New Industry Analysis

Polish Gaming Sector an International Hit

Newzoo estimates that the Polish gaming industry is worth over 500 million US dollars, not surprising given how in recent years Polish gaming studios have created a name for themselves on the international stage. The country boasts more than 300 game design studios.

Witcher, created by CD Projekt, is one Polish game that has seen immense success, while another studio making an impact is 11 bit, creators of This War of Mine, and their more recent release Frostpunk.

Released in April, Frostpunk immediately jumped to the top of the best-selling list on Steam (a social entertainment platform). The rankings on Steam are based on customer reviews which come only from those that have purchased the game. Polish news magazine Rzeczpospilita reported revenues from sales paid off all production and marketing expenses (estimated by the company at over 10 million zloty) in just a few days.
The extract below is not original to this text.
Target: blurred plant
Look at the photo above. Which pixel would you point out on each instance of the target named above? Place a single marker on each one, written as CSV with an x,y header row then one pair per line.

A number of the studios in Poland are listed on the Warsaw Stock Exchange, although a majority are listed on the alternative NewConnect Stock Exchange. The three largest studios based on capital are CD Projekt, known for Gwent: The Witcher Card Game as well as Cyberpunk 2077; PlayWay who will release a new game Agony in 2018; and 11 bit studios, who have seen their share price increase by over a third since the launch of Frostpunk.

Poland is ranked by Newzoo as the world’s 23rd largest producer of video games. China and the United States continue to lead the way with markets worth over 32 billion US dollars and 25 billion US dollars respectively. The entire industry is forecasted to be worth 143.5 billion US dollars by 2020.

“More than half of this will be generated by the mobile segment. This is the only segment whose value has been steadily growing over the past few years,” says Remigiusz Kościelny, the president of Vivid Games. He adds that in the coming quarter, two new titles from his studio will be distributed on the iOS and Android platforms. In May, the action game Space Pioneer will debut, followed in June Metal Fist. In turn, in August, the studio’s portfolio will be joined by Gravity Rider. “For both Vivid Games and the entire mobile industry, summer is a very good, certainly not dead, period. Users of consoles and PCs go on holiday and switch to smartphones and tablets, looking for entertainment during travel and holidays,” adds Mr Kościelny.

Marcin Kwaśnica, president of Cherrypick Games, concurs and further supports Mr Kościelny’s stance.“That is why we organise special events in games and make the game more attractive,” he says. “Thanks to this, holidays are even more enjoyable and players stay with us for longer. Even after returning to everyday duties.” He adds that Cherrypick Games sees a clear trend in the growth of women’s participation in the gaming market.

“Interestingly, women prefer mobile devices. Currently, two out of three women choose a smartphone or tablet as their preferred platform, and that is where we operate. This year, the premiere of My Beauty Spa: Stars & Stories will take place, which has a chance to become an even bigger hit than My Hospital,” said Mr Kwaśnica.

“New development opportunities and market niches are opening up, which development studios will use to overcome the situation of a massively growing market saturation, to diversify revenues and increase ROI,” says Jacek Głowacki, development manager at iFun4All. “The hit of the last few months have undoubtedly been productions representing the so-called Battle Royal, such as Playerunknown’s Battlegrounds and Fortnite. When it comes to hardware, the Nintendo Switch is unrivaled.”  Adding to the need for development and a change in models is the growing interest in in augmented (AR) and virtual (VR) reality gaming. The sector remains underdeveloped and has not exploded just yet. “VR is generally accepted, but only in a certain part of the market,” says Łukasz Rosiński, a member of Farm 51’s supervisory board. “Developers earn by making simple mobile games which are cunning and interesting. They produce games for VR more so because the technology is there. However, they do not earn as much because the number of consumers that own VR equipment is still limited.”